There were and will always be moments that I prefer to act childish and let go. However, there will also come times where I have to act maturely. So I guess, being an adult for me is being able to determine the correct timing to let loose and let myself be a kid, whilst also being the adult my surroundings and myself requires me to be (to those whom I know depends on me whether it’s my family, partner, friends, anyone).
When it comes to first considering whether I’m an adult, numbers will also be in mind. I thought being 17 would mean that I’m an adult, getting my driver’s license, ID card, going into university and so on. But boy was I wrong. Age is honestly just a number that explains how long we’ve lived.
To be honest, even until now, I’m not sure I can call myself an adult. Age wise, I’m definitely old enough to start a family of my own and have kids. But I won’t do so until I have the necessary kits, such as financial independence, motherly sense (i.e. having the selflessness to take care and raise another human being), commitment to my partner, being responsible for household chores and the list goes on.
Overall, for me, being an adult is definitely an ongoing process. Like what people say, the longer we live the more experience we have. Those experiences are the spices of our adulthood and maturity.
– Risa, 23, Finance
Adulthood comes when someone starts to have responsibilities that involves the well being of other people or entities besides oneself.
Such as in Ethiopia, a 5-year-old has to take care of his or her even younger siblings. Their childhood is stolen and adulthood forced into them. A 35-year-old man can just live by himself, take care of himself, even do charities and still wont mean he’s an adult. Because his responsibilities doesn’t affect others directly or profoundly enough. If he dies the way he is now, the world and people around him don’t even need to move on because again, the lack of presence.
I would like to think I am an adult, but then again, other people are the ones to judge that. All I can do is do the best and be the best I can be, as well as being sensitive to people and things around me.
Being and adult also means you know that being a ‘good man’ is better than being a ‘great man’.
– JGL, 29, Royal Australian Navy
Being an adult is about taking responsibility (current and future well-being) for oneself and the people in your inner circle. The amount of people included in that circle correlates to the degree of maturity that one has. Yes, but I don’t think being an adult is a milestone, it is more of a journey. For me, it started when I realise that I would rather compromise or give up my own comfort (time, energy and money) to ensure others’ well-being is taken care of.
– HG, 31, Management Consultant
Being an adult is being more independent and responsible in anything that I do. And, being able to make important decisions for yourself. I can still ask for some help and feedback from my parents or family and friends, but my decision will be a lot more based on my own past experience and knowledge.
More accepting towards who I am and who I am not.
Being able to accept that I will have winning and losing moments in my life, realising that I can’t have it all and I can’t always do things the way I want to. Being less selfish. (Not easy to exercise this one)

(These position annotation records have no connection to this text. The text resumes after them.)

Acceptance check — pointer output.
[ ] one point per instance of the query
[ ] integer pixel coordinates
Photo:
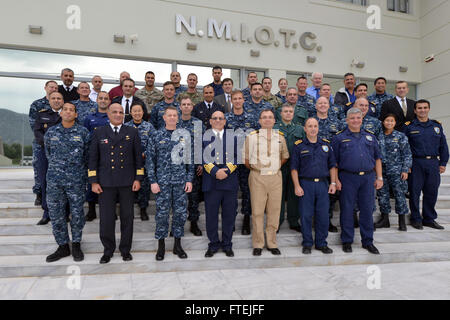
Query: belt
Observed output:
(360, 173)
(426, 157)
(314, 179)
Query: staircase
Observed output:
(24, 245)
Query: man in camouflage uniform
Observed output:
(149, 94)
(85, 106)
(239, 119)
(157, 113)
(170, 181)
(36, 106)
(195, 128)
(291, 133)
(268, 96)
(66, 148)
(191, 91)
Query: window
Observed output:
(398, 5)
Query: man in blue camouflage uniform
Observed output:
(66, 148)
(247, 122)
(396, 165)
(36, 106)
(291, 133)
(380, 95)
(156, 115)
(305, 100)
(146, 130)
(196, 129)
(93, 121)
(430, 156)
(85, 106)
(169, 180)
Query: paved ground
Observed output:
(427, 280)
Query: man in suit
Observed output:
(225, 99)
(205, 109)
(115, 171)
(67, 89)
(402, 107)
(128, 100)
(220, 185)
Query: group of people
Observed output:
(298, 151)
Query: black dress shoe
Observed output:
(257, 252)
(417, 225)
(127, 257)
(274, 251)
(347, 247)
(433, 225)
(43, 221)
(105, 259)
(325, 249)
(371, 248)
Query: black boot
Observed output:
(401, 222)
(178, 250)
(383, 222)
(246, 225)
(77, 254)
(91, 215)
(61, 252)
(144, 216)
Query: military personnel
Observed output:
(430, 156)
(380, 95)
(170, 179)
(396, 165)
(268, 96)
(312, 164)
(300, 113)
(146, 130)
(196, 129)
(256, 104)
(149, 94)
(220, 184)
(175, 77)
(282, 85)
(252, 78)
(305, 100)
(93, 121)
(264, 154)
(291, 133)
(156, 115)
(239, 119)
(358, 159)
(35, 107)
(115, 171)
(66, 148)
(191, 91)
(46, 118)
(85, 106)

I think [I am an adult]. Not sure when, technically after my 17th birthday, I received my first ID card. I felt I’m not a kid anymore. But I think that was a ‘false alarm’. Because a lot of my actions were immature, a lot of selfish decisions and ambitions back then (even in my 20s).
I think I really have a change of mind after I got married, my little niece was born and many other events happened in my life. I sort of see that, decisions I made in the past were all about ‘me, myself and I’, while once you formed a family, life is really not just about me and my dreams.